Adam Rayner’s Simon Templar is Charteris’ “Robin Hood of Modern Crime,” shown in the opening scenes thwarting a terrorist scheme to buy a nuke, stealing the gold bullion intended for the seller and donating it to charity. He’s helped at a distance by his Woman in the Chair, Patricia Holm (Eliza Dushku), a tech whiz who we learn later in the story can fight like hell too.
This was originally conceived as a TV pilot which is why there’s so many loose ends such as the implication Simon’s family are literal Knights Templar engaged in a war with the mysterious “Brotherhood,” the multiple cops on Simon’s trail and Patricia and Simon not having done it yet. Like John Carter it’s better than I ever expected — perhaps its failure to launch a series is a sign that Simon Templar remains a “dad hero.” “I didn’t cheat, father — I stole.”
What if Francois Truffaut’s Day for Night had taken place in occupied Paris? That’s my log-line description of Truffaut’s most successful film (critically and commercially), THE LAST METRO (1980). Catherine Deneuve is an actor trying to keep the theater open (Parisians under Vichy flocked to movies and theater as an escape from their troubles) despite her Jewish playwright/director husband having fled the city.
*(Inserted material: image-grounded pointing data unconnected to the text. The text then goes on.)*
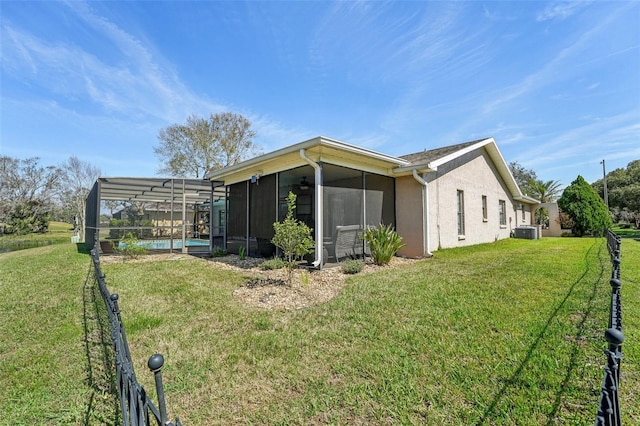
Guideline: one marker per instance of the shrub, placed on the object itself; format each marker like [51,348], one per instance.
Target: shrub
[352,266]
[585,207]
[132,247]
[384,242]
[271,264]
[293,237]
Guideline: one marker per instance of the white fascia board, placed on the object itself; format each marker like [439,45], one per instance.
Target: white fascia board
[526,199]
[434,164]
[320,141]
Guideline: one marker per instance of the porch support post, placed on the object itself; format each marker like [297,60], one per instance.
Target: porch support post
[425,214]
[319,208]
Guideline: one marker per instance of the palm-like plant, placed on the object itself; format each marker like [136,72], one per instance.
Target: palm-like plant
[545,191]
She can’t let anyone know that far from fleeing he’s holed up in the basement and giving directorial notes on the play she’s trying to stage.
Enter Gerard Depardieu, at the time known for leather-jacketed tough-guy characters on screen (and according to one commentary track, dismissing Truffaut’s film’s as mediocre), the play’s new leading man and a notorious lech. In an American WW II film the focus would be on getting the man in the basement to safety; this film devotes as much screen time to the struggles to get the play on, from Deneuve/Depardieu friction (the idea of them as lovers comes too out of the blue for me) to the anti-semitic critic watching it like a hawk. While the ending doesn’t work (I may like it better if I rewatch some day) this is overall an excellent, very Truffaut film. It might double-bill well with Jack Benny’s To Be or Not To Be as another story of actors vs. fascists. “I’m trying to feel Jewish.”